E i compiti durante le vacanze?

«Oggi, non solo in Italia ma in tutti i Paesi occidental­i, i compiti a casa sono diventati un problema di tempi familiari. Il problema è che questi compiti vengono vissuti con troppa ansia. I genitori li vivono come se fossero i loro, non dei figli. In questa ansia, se vogliamo, possiamo anche vedere un aspetto positivo: il successo dei figli a scuola è considerat­o molto più che non in passato ed è diventato un elemento di riconoscib­ilità sociale, per cui se il figlio va bene a scuola significa che sei un bravo genitore. Ma c’è anche un aspetto negativo: il responsabi­le dei compiti è il ragazzo e il processo di responsabi­lizzazione deve andare su di lui, non su altri. Bisogna riflettere su questo, altrimenti finisce che i genitori vanno a scuola due volte: quando l’hanno fatta loro e oggi insieme ai figli».

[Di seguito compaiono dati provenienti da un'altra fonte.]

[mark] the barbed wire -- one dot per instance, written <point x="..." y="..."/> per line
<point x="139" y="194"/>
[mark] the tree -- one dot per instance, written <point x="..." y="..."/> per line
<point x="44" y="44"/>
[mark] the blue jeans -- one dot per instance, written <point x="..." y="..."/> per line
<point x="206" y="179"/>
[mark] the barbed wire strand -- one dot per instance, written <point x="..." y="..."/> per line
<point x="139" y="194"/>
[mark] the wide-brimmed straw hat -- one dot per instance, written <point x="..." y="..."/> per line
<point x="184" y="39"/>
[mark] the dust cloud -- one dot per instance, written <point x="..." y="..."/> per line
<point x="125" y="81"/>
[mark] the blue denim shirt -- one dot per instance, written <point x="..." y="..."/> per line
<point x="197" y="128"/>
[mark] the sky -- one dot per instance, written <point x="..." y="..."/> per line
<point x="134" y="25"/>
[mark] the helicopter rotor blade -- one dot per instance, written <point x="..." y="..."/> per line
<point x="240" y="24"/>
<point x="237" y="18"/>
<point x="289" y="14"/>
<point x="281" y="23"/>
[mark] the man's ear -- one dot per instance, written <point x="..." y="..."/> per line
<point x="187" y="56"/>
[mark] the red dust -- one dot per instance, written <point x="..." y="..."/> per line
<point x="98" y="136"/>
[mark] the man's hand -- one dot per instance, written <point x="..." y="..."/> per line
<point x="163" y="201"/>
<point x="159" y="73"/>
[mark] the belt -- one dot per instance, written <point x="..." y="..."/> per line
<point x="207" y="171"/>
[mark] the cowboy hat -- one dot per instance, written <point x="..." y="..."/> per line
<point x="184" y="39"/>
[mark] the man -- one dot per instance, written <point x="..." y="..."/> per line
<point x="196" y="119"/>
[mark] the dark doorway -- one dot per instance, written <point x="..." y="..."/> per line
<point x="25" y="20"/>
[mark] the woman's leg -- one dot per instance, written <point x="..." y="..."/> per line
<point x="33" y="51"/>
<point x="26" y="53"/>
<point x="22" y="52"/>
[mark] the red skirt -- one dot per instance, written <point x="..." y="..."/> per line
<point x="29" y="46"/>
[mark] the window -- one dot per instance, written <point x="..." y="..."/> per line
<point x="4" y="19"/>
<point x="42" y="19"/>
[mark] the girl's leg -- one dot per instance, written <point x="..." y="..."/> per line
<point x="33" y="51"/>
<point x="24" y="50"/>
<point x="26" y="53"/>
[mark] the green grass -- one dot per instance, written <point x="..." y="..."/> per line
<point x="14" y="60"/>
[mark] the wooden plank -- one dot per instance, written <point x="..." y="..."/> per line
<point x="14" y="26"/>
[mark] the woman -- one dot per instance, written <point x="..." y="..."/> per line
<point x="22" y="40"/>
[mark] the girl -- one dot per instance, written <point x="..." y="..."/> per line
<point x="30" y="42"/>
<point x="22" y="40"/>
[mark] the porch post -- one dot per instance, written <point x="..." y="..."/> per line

Col risultato che poi entrano in tensione e chiedono sempre più di tenere separato l’ambito scolastico da quello della vita familiare.

«Certo. le modifiche avvenute cambiano i rapporti familiari. La questione, di fondo, non sono però i compiti ma l’apprendime­nto dei ragazzi. Noi ci soffermiam­o sullo strumento ma dobbiamo guardare il fine. Per questo dico che bisogna togliere un po’ di ansia a questi compiti». ( t.b.)